June 20, 2022 Tribeca
I got off the train at Franklin Street and I felt it.
It felt right. I missed this.
I missed the smell, the energy, the feeling of being here, in the city, with the city, in Tribeca, in the life, in the buzz.
It’s 9am and I’ve already listened to a podcast, I’m sitting here in Gotan with a coffee journaling. It’s a splendid blessing. A little gift from the world. Almost in a way, a healing. The best retreat away from the other stuff happening in my life. I feel like I’m in a sacred place, a strong safe ‘known’. And although I wasn’t the happiest while I was living in Tribeca, I did love it here. I loved the beauty of it and the energy it gave me. Not just Tribeca, but NYC itself. I wonder if it’s just a feeling of reminiscence, a taste of bittersweet that is there, that should be there, a poke from the universe to stay grateful and remember NY… or if its to give myself peace, a calm during this weird work period. Or if it’s to tell me to come back…
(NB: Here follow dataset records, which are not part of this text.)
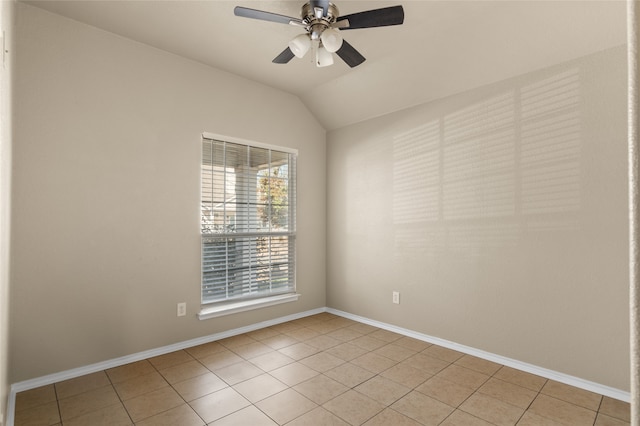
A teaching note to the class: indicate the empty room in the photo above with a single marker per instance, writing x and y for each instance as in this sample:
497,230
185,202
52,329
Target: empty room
289,213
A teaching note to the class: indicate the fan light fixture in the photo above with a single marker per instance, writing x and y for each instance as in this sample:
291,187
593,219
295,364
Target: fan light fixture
324,58
300,45
331,40
323,26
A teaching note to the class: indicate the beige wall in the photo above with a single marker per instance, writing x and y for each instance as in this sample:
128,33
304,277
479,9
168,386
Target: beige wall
501,216
6,28
106,193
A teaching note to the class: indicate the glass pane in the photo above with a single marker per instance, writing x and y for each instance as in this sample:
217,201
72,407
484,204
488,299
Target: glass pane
246,194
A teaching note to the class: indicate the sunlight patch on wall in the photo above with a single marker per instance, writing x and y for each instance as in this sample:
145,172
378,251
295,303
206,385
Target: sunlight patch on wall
416,174
487,173
550,144
479,160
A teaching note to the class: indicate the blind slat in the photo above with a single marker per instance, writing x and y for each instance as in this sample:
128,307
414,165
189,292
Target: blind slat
247,221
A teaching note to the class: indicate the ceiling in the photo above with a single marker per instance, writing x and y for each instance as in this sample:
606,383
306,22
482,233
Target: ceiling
444,47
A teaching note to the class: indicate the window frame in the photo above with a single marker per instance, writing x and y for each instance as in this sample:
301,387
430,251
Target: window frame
215,308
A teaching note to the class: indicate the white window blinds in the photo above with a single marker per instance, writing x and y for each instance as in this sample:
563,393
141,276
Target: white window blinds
247,221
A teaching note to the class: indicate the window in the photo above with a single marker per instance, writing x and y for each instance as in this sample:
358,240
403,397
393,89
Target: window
247,221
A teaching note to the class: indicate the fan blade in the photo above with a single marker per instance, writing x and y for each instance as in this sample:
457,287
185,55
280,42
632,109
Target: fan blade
245,12
284,57
386,16
350,55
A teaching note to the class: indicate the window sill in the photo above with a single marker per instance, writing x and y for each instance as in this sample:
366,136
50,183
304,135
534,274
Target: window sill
246,305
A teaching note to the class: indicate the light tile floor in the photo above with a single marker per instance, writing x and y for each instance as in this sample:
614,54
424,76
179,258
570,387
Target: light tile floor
318,370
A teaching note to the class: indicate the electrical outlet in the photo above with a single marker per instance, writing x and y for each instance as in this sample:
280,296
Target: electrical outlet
182,309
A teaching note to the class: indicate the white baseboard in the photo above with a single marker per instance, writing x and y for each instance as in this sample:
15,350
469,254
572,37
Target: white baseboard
518,365
116,362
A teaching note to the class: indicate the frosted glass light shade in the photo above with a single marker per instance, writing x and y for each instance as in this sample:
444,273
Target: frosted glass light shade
331,40
324,58
300,45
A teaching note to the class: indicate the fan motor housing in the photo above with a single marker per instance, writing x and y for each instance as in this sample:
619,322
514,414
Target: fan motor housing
308,14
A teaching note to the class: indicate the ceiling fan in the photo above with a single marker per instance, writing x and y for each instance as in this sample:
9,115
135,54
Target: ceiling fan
321,20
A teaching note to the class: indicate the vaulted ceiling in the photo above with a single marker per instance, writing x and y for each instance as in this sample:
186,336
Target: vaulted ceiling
443,47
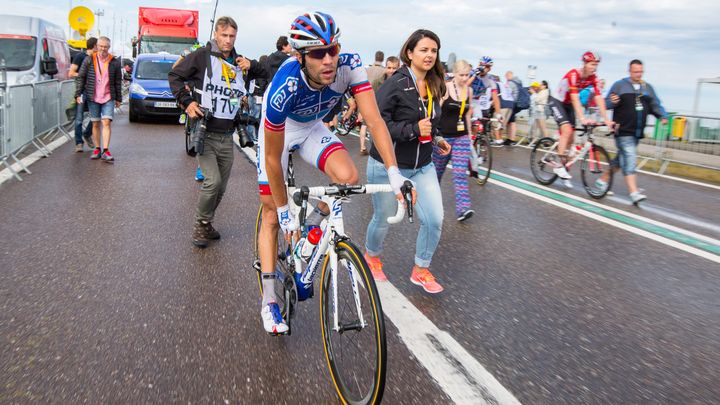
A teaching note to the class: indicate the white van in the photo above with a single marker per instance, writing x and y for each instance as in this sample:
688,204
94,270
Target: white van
33,49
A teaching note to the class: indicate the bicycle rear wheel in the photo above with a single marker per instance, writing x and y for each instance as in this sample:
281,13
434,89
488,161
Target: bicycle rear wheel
484,158
355,351
596,165
285,289
543,161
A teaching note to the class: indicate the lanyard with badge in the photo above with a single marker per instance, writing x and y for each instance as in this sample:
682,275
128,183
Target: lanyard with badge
428,109
638,97
461,122
227,74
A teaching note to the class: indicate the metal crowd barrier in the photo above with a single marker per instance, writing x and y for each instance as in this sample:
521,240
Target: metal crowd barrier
31,115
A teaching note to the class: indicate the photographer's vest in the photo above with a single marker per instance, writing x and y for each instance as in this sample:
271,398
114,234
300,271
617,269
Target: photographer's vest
223,89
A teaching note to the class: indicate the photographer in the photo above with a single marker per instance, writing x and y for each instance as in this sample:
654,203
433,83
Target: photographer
216,72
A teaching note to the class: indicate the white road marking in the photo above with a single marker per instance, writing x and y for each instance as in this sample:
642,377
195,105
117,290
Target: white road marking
455,370
678,245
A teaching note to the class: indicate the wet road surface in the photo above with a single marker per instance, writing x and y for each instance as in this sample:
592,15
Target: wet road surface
103,298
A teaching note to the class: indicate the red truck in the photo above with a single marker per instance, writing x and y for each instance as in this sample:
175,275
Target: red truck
165,30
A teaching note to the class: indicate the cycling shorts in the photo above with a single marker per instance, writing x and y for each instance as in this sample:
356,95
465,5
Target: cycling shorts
563,113
312,141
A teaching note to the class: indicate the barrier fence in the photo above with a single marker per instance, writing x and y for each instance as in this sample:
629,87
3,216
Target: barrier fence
33,115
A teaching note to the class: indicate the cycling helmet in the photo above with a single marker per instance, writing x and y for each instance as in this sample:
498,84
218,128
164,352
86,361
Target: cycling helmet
591,56
313,29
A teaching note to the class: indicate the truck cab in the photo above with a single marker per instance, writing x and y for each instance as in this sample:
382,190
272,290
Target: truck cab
150,94
33,50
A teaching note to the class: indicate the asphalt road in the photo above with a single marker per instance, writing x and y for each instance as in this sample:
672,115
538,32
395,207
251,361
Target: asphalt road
103,298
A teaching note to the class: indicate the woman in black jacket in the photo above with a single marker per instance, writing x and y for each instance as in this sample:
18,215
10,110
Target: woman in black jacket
409,103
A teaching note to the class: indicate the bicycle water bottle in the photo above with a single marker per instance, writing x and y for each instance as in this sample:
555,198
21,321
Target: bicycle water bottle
313,238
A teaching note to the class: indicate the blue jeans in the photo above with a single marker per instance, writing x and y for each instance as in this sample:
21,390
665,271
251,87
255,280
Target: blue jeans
79,133
255,109
104,111
626,158
429,210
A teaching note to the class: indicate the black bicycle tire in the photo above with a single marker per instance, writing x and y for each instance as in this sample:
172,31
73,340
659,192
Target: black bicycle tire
533,159
484,139
583,168
353,254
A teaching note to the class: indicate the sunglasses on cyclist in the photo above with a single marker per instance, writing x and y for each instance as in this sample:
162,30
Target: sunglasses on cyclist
321,52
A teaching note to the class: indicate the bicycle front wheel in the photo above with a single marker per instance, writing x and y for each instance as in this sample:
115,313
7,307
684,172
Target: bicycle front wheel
596,172
543,161
354,346
484,158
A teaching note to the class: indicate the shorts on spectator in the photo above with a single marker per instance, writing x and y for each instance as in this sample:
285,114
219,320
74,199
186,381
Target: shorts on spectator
101,111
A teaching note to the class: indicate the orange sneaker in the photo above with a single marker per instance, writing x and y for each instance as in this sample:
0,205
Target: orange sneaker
426,280
375,267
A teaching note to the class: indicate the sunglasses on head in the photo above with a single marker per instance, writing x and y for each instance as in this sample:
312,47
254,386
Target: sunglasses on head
321,52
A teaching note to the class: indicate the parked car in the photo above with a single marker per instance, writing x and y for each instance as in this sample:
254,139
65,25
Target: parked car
150,94
33,49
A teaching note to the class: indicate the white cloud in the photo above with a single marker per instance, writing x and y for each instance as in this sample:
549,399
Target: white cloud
678,41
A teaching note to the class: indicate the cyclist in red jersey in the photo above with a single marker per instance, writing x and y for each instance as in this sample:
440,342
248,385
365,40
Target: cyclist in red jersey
566,106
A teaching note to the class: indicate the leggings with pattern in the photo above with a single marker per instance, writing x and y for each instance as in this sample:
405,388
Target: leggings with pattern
460,156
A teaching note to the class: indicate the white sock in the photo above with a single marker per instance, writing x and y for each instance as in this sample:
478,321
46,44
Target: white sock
268,281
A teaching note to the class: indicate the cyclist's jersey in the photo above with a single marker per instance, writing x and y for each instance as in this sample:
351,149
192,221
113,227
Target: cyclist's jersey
292,106
572,83
289,97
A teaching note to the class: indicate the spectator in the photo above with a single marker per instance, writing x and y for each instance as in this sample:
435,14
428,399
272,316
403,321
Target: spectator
409,103
80,109
538,105
454,126
275,59
376,70
513,84
632,100
99,83
391,65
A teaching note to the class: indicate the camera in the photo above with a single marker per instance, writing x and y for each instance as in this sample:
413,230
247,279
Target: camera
197,137
241,121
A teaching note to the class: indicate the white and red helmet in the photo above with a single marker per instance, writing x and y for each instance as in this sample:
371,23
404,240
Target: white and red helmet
591,56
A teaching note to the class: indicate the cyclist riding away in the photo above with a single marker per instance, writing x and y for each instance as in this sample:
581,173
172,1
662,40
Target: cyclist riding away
303,91
566,108
486,99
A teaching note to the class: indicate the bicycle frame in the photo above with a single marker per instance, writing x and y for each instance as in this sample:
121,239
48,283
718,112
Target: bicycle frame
586,150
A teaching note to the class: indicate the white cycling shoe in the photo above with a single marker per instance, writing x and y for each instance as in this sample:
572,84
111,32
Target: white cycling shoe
272,319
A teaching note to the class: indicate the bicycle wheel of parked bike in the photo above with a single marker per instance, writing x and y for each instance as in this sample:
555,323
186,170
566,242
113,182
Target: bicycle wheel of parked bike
285,289
596,165
355,351
543,160
484,158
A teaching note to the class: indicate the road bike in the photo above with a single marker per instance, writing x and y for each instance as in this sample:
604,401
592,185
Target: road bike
594,166
481,153
351,317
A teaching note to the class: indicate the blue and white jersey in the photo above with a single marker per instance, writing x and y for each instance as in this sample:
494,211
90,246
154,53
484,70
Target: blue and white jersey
290,97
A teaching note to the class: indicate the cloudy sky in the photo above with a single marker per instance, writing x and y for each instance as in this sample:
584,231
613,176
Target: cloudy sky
679,41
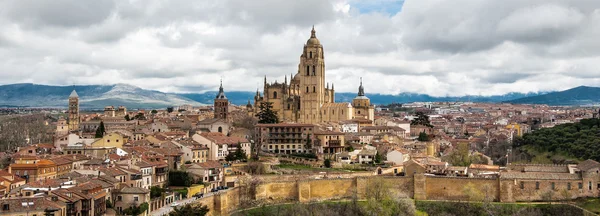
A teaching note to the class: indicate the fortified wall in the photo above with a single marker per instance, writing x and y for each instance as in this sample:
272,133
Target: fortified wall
419,187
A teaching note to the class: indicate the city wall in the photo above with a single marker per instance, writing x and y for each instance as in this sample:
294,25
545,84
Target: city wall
420,187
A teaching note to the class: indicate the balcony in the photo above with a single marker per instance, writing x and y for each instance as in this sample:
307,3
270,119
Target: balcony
136,177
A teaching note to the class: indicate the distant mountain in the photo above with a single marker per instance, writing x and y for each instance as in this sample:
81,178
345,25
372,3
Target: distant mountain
91,96
241,97
99,96
582,95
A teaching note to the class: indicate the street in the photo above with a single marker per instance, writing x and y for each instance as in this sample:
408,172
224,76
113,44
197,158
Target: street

The thing is, if I come back, I have nothing here for me other than my family. I don’t have my friends, my community, my work, and most importantly, my identity. I can’t be me — the deeper me, the one that exists at the core, on a spiritual level, on a raw level. On the surface, the gears it’s in NY. That’s the machine parts and the gasoline to get it going. But the brain, the heart, the soul, it exists in Berlin. Maybe it’s a way to know I need to integrate both lives better into each other.
“When you’re tired of this time, let me know we can go somewhere brand new. Cause when I lay my head to rest I hope that it’s aways next to you. When you run, when you’re gone. Oh, I’ll be waiting for you, dear” These are the words that I feel NY is whispering to me. a hug, a warmth, not that we need to be together, but that it’s there to give me the comfort I need and desire when I need solace. I want to cry, I want to give the city a hug. I want to give myself, the NYC Jo a hug. I feel like I’ve been so disconnected, so lost, so away, so missing. That beat, the beating.
There are two people that live inside of me that are at battle and also at sync. Which needs the other more?